08122021Headline:

Forza Italia con Rossi (non Pablito)

Filippo Rossi

Filippo Rossi

Che tutto sommato l’idea di radunarsi venerdì a palazzo dei Priori per gridare “Forza Italia” non sarebbe manco malaccio. I problemi però sono due. Il primo risiede nella “F” alta e non bassa. Guai a sottovalutare i dettagli. Il secondo è che l’appuntamento è per le sedici. Non per le diciotto. Quindi la gara della Nazionale contro il Costa Rica è fortemente a rischio. Compromessa. E se non bastasse trovarsi Manganiello al posto di Balotelli (con tutto il rispetto del caso) rende l’iniziativa ancor più pesante. Per non dire altro.

Comunque. Nella speranza che prima del fischio d’inizio la faccenda sia bell’e conclusa, ecco la quattrocentesima conferenza piazzata nel posto sbagliato e al momento meno opportuno. Si parlerà di “Rinascimento culturale tra pubblico e privato”.

A fare gli onori di casa l’ex di turno. Non Fabio Cannavaro, ma Giulio Marini. “Prima delle sei siamo fuori”, assicura. Meglio così, giacché non sono previsti maxischermi di sorta.

“Dopo il disastro del governo Monti – prosegue il Bandolero – un’autentica rapina nei confronti dei Comuni, occorre un’effettiva coniugazione tra pubblico e privato. Le amministrazioni non ce la fanno più a supportare le attività culturali. Quindi per favore passiamo dalle parole ai fatti. Troviamo gli strumenti per uscire dal tunnel. Che siano investimenti vantaggiosi però, con sgravi fiscali e agevolazioni varie. Che ci pensi, in sostanza, il Ministro dell’Economia”.

E questo è il canovaccio. Arricchito dalla presenza di ospiti illustri quali appunto Paolo Manganiello, Edoardo Sylos Labini (responsabile nazionale dipartimento cultura FI), Marcello Fiori (responsabile nazionale Club forza Silvio).
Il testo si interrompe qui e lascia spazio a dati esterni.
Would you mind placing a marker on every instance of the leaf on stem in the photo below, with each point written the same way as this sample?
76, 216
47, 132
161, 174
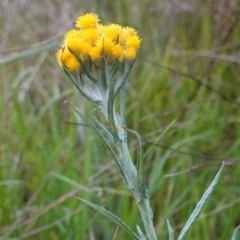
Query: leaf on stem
140, 173
170, 231
236, 233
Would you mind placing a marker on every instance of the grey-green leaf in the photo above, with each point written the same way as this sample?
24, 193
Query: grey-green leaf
236, 233
170, 231
110, 216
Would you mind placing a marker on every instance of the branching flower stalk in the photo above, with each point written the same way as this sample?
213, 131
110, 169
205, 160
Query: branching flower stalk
98, 59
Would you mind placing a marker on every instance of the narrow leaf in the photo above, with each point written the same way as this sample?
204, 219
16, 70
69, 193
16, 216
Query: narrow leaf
140, 233
236, 233
140, 173
170, 231
192, 219
100, 135
110, 216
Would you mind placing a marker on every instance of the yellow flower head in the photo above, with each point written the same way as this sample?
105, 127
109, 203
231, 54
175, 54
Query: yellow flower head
104, 44
86, 21
65, 58
91, 35
72, 40
91, 41
133, 41
112, 31
95, 54
130, 54
117, 52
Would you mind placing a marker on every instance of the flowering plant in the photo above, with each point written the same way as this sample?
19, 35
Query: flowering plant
98, 59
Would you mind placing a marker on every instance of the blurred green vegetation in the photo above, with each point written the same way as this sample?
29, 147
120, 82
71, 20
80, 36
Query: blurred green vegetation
187, 75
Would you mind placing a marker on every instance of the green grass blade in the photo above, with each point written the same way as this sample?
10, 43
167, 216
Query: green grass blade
235, 233
170, 231
192, 219
110, 216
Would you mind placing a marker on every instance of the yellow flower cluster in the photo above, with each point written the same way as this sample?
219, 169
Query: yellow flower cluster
91, 41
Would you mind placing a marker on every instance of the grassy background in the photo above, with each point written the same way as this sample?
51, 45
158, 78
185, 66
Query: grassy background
187, 75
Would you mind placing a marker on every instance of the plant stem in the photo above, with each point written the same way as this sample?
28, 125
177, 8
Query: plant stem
130, 174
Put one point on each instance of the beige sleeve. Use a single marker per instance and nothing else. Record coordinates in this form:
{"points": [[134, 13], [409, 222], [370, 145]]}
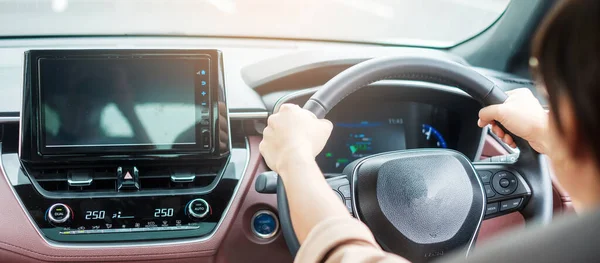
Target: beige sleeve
{"points": [[343, 240]]}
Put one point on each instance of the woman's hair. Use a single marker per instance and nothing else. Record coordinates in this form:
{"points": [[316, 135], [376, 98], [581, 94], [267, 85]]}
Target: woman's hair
{"points": [[566, 60]]}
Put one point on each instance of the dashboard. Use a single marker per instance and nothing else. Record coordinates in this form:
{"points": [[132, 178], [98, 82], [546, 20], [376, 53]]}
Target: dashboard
{"points": [[387, 127], [258, 75], [397, 115]]}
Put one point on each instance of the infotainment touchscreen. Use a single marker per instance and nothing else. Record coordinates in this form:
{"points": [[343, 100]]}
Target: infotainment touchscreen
{"points": [[120, 102], [124, 103]]}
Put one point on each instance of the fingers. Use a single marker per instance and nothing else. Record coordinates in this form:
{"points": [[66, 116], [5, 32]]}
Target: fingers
{"points": [[492, 113], [505, 137], [482, 124], [498, 131]]}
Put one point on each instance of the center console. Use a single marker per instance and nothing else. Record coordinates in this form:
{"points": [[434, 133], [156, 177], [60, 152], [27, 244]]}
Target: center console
{"points": [[124, 145]]}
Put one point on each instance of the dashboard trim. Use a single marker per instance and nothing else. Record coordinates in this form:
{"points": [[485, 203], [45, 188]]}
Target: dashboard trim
{"points": [[136, 244], [248, 115], [232, 115], [413, 83]]}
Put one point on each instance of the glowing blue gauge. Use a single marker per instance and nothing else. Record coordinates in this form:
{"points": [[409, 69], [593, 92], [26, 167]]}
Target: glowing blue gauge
{"points": [[433, 136]]}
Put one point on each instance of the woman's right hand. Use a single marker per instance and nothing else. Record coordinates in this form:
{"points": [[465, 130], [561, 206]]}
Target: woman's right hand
{"points": [[523, 115]]}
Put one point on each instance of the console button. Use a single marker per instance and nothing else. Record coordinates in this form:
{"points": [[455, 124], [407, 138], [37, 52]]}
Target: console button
{"points": [[128, 178], [205, 139], [485, 176], [265, 224], [491, 208], [198, 208], [58, 213], [504, 182], [510, 204], [488, 191]]}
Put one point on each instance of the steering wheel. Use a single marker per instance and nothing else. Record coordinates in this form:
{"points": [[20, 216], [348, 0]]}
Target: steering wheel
{"points": [[424, 203]]}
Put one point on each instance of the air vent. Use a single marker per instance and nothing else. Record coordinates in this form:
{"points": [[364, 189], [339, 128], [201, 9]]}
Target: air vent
{"points": [[104, 179]]}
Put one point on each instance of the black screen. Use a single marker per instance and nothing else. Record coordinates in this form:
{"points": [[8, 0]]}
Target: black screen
{"points": [[132, 102]]}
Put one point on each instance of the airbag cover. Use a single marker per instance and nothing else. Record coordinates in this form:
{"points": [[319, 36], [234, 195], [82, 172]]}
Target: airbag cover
{"points": [[425, 201], [420, 204]]}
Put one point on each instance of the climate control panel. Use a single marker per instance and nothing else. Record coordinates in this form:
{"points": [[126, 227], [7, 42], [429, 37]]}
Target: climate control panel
{"points": [[129, 217]]}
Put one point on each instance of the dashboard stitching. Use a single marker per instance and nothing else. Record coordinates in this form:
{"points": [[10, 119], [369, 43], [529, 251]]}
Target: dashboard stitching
{"points": [[203, 252]]}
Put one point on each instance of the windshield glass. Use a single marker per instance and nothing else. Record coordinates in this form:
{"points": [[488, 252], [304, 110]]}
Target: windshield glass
{"points": [[437, 23]]}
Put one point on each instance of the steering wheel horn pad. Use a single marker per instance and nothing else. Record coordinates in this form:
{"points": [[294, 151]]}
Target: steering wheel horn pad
{"points": [[396, 194]]}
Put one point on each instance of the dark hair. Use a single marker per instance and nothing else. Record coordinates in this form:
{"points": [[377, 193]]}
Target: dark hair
{"points": [[566, 60]]}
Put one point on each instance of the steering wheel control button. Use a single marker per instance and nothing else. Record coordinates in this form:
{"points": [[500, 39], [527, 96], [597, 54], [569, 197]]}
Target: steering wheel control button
{"points": [[345, 190], [485, 176], [265, 224], [491, 209], [504, 182], [489, 192], [510, 204], [339, 195], [58, 213], [198, 208]]}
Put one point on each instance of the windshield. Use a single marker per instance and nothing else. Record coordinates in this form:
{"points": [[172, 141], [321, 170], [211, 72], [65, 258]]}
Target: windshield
{"points": [[437, 23]]}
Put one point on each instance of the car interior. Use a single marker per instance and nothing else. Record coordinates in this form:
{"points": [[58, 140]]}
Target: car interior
{"points": [[130, 132]]}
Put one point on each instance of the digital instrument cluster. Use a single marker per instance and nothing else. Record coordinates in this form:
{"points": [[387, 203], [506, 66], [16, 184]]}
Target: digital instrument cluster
{"points": [[387, 127]]}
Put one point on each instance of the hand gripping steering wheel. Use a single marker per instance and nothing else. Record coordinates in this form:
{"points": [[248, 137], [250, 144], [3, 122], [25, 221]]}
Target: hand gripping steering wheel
{"points": [[416, 209]]}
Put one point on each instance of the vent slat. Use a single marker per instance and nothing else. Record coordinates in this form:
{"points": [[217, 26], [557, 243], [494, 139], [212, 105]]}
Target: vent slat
{"points": [[56, 180]]}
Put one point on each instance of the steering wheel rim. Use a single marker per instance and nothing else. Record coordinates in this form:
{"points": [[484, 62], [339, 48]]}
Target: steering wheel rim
{"points": [[539, 207]]}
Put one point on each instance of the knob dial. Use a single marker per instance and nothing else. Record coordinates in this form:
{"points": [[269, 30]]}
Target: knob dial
{"points": [[58, 213], [198, 208]]}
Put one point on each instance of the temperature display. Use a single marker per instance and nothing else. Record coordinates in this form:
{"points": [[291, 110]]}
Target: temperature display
{"points": [[96, 214], [163, 212]]}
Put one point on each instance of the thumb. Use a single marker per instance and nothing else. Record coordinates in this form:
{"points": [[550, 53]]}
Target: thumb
{"points": [[493, 113]]}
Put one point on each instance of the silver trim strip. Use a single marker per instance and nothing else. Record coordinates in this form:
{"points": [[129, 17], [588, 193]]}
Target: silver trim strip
{"points": [[353, 193], [9, 119], [52, 243], [87, 182], [248, 115], [264, 236], [182, 179], [232, 115]]}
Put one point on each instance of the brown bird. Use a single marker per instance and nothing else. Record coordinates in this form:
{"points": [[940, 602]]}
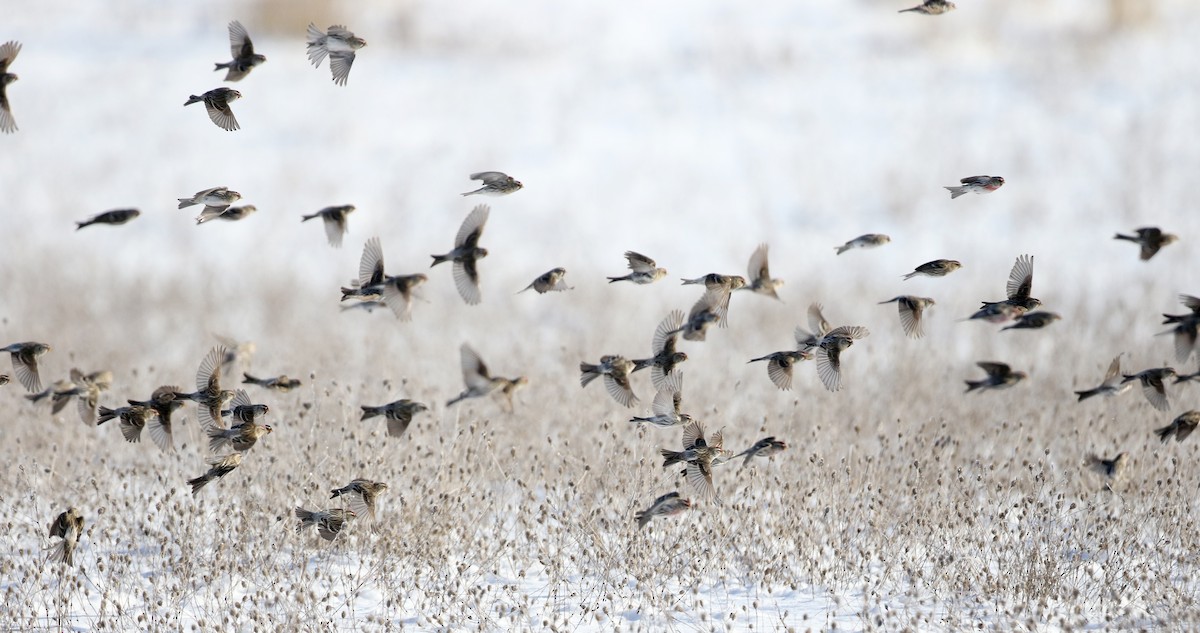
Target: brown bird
{"points": [[665, 506], [1000, 375], [361, 495], [329, 522], [24, 362], [663, 347], [221, 466], [1153, 385], [1181, 427], [1150, 239], [399, 415], [69, 525], [911, 309]]}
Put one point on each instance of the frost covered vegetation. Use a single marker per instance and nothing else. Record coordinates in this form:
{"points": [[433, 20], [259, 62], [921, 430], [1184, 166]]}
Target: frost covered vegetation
{"points": [[691, 134]]}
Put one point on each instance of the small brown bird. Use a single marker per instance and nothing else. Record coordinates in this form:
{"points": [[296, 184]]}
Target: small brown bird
{"points": [[221, 466], [281, 384], [767, 446], [495, 184], [243, 50], [209, 396], [7, 53], [1000, 375], [1181, 427], [135, 419], [1019, 287], [645, 270], [759, 275], [1186, 327], [1033, 320], [663, 347], [699, 453], [466, 254], [340, 44], [550, 281], [911, 309], [1153, 385], [665, 506], [971, 184], [1111, 385], [829, 349], [399, 415], [361, 495], [69, 525], [24, 362], [1150, 239], [666, 405], [864, 241], [114, 217], [216, 102], [703, 313], [937, 267], [329, 522], [616, 371], [335, 222], [780, 363]]}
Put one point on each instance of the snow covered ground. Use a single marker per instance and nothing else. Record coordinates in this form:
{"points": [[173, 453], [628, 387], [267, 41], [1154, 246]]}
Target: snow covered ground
{"points": [[691, 132]]}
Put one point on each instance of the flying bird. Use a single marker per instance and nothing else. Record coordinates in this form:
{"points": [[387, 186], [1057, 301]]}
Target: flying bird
{"points": [[361, 495], [7, 53], [215, 200], [24, 362], [1111, 386], [466, 254], [767, 446], [759, 275], [115, 217], [495, 184], [829, 349], [699, 453], [550, 281], [1000, 375], [911, 309], [329, 522], [216, 102], [1153, 385], [933, 7], [1150, 239], [69, 526], [335, 222], [616, 371], [864, 241], [645, 270], [399, 415], [340, 44], [937, 267], [665, 506], [243, 50], [666, 405], [663, 347], [976, 184], [220, 468]]}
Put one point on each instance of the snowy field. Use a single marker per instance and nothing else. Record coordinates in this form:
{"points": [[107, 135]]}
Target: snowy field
{"points": [[690, 131]]}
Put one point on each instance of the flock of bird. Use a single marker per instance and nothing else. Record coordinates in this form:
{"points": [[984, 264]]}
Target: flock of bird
{"points": [[700, 452]]}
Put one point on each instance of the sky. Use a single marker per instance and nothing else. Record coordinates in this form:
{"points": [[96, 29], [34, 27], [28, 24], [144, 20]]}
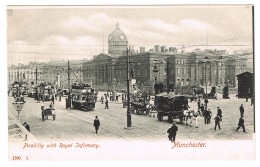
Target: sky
{"points": [[37, 33]]}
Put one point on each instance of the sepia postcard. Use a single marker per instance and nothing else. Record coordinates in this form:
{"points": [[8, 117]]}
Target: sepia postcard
{"points": [[131, 82]]}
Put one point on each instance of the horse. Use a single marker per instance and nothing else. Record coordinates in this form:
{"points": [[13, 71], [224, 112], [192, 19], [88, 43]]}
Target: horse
{"points": [[192, 115]]}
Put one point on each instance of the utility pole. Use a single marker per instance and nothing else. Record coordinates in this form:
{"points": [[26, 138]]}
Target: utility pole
{"points": [[129, 123], [168, 89], [36, 75], [68, 74]]}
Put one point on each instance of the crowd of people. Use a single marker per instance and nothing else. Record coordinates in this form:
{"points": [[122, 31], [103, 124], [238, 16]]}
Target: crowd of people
{"points": [[204, 111]]}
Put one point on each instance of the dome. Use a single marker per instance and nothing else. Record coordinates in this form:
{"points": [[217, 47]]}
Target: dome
{"points": [[117, 35]]}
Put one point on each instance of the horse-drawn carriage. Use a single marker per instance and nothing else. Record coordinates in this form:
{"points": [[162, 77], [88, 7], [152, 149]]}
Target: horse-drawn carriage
{"points": [[140, 107], [48, 112], [192, 92], [170, 105]]}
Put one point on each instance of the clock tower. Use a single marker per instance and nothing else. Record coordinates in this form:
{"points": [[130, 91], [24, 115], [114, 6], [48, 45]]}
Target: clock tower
{"points": [[117, 41]]}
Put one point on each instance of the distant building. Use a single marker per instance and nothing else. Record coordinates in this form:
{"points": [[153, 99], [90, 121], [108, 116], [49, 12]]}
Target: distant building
{"points": [[117, 41]]}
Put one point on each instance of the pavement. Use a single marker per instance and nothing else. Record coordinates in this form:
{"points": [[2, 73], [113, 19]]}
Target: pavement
{"points": [[16, 131]]}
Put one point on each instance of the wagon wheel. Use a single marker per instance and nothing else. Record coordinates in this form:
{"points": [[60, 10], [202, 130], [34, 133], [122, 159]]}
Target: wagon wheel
{"points": [[170, 119], [159, 116], [181, 119], [42, 116]]}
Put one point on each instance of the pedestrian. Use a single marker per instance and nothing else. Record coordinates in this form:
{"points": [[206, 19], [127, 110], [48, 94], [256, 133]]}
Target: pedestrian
{"points": [[172, 132], [38, 98], [26, 126], [206, 116], [102, 99], [241, 124], [242, 110], [209, 116], [194, 116], [198, 103], [52, 106], [252, 101], [52, 99], [106, 104], [96, 123], [216, 96], [217, 122], [116, 98], [206, 103], [59, 96], [219, 113], [202, 109]]}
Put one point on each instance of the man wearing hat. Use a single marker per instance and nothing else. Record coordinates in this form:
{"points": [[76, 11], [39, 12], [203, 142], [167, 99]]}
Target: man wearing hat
{"points": [[217, 122], [209, 115], [96, 123], [241, 124], [172, 132], [219, 113], [26, 126]]}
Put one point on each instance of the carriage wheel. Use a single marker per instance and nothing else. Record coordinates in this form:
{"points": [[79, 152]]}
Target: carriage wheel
{"points": [[42, 116], [170, 119], [159, 116]]}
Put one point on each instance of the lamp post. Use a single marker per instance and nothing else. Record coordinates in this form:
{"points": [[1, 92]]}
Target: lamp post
{"points": [[205, 60], [129, 122], [155, 71], [18, 105]]}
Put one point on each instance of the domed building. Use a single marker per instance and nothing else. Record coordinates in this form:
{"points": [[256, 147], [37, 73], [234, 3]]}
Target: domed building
{"points": [[117, 41]]}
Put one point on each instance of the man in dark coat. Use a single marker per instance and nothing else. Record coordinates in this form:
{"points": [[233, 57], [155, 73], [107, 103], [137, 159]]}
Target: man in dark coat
{"points": [[217, 122], [172, 132], [206, 103], [106, 104], [242, 110], [96, 123], [206, 116], [26, 126], [202, 109], [52, 99], [219, 113], [241, 124], [198, 103]]}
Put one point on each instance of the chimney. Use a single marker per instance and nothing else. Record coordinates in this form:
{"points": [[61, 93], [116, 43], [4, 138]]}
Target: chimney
{"points": [[142, 49], [157, 47], [163, 48]]}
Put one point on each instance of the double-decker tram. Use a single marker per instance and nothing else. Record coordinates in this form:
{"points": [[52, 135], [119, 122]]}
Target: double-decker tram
{"points": [[83, 96]]}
Ci sarà inoltre, e qui sta la chicca, il grande (nel senso di alto, nessuno fraintenda) Rossi. Penserete voi: ma chi, Pablito, l’eroe del Mundial 1982?. Cala, cala. Qui ci dobbiamo accontentare del più modesto Filippo, ovverosia il presidente del consiglio comunale. Quello che poi, per farla breve, starebbe dalla parte di Leo Michelini (e pertanto all’opposto di Marini). Che c’azzecca? Direbbe Di Pietro. “C’entra eccome – ancora lui – non nego che la mia è una forte provocazione alla città. È stato uno dei miei ‘strumenti’, agli albori di Caffeina. Poi i diverbi elettorali. Ed eccoci qua. Mettiamo da parte i ricordi tristi e proseguiamo. Tiriamo innanzi. Facciamo opposizione costruttiva. Caffeina rappresenta senza ombra di dubbio il miglior esempio locale di connubio pubblico-privato. Questo non si discute”.

Saranno mica mosse strategiche in vista del 2018? “Beato chi ci arriva”, chiude Marini. E se proprio ci dovessimo arrivare, dato che saremo di nuovo sotto Mondiali, almeno le conferenze spostatele durante Ghana – Australia. Grazie.